Joining Juliet and Lolita to form the treacherous Three Sisters trio, Madame Rose is expressive and outspoken, pouring on the tart wild ale fun you’ve come to expect from Belgian krieks or Flanders red ales. As sexy and refined as the packaging is, enough already, let’s crack open a bottle of the 2012 vintage to see what’s inside.

Goose Island Madame RoseAfter popping open a chilled 22 ounce bomber, Madame Rose cascades into the glass like a slinky red dress, coating the vessel in a dark cherry color with bright golden hues dancing in the sunlight. A crop of bubbly white head perks up, only to dissolve into a few wisps of film and some spotty lacing.

Now that I’m done drinking with my eyes, let’s take this one step further. Breathe into a swirling combination of sweet and sour scents, punctuated by bushels of cherries and ripe fruit skins. Oak and red wine lurk underneath with Belgian yeast and earth.

Madame Rose skirts the line between puckering sourness and pleasantly tart, seemingly aiming to keep both the seasoned sourheads and newbies stoked at the same time. The cherries deliver a blast of flavor like stepping on a wild ale landmine, softened by the wine barrels, oak and funky Belgian yeast. Continue to search deeper and unearth mild malted sweetness topped with ripe fruit skins.

Being an unabashed sour, wild ale and lambic fiend, Madame Rose hits the nail on the head, delivering plenty of great cherry and red wine flavor without becoming too acidic or sweet. At 7.1% abv, it’s higher than more traditional Belgian sours, but not quite high enough where it interferes with the flavors.

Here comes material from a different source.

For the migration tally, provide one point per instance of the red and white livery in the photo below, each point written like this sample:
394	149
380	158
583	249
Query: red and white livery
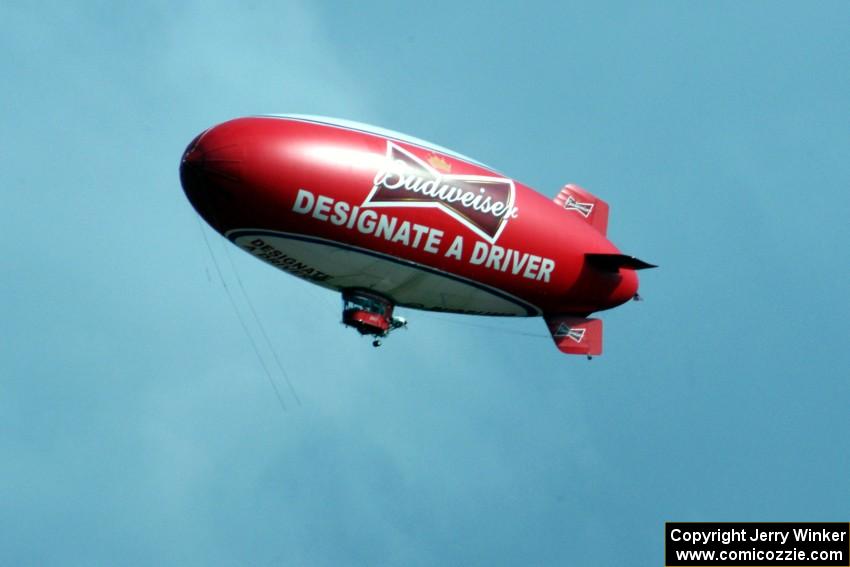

While this is still a limited release, Goose Island’s production and distribution footprint is dramatically larger than most other breweries creating beers of this ilk, making it easier to locate than something from Russian River or Cantillon. For added fun, search out the other two wild ale temptresses, Juliet (blackberry sour) and Lolita (raspberry sour) so you can get down with the whole group.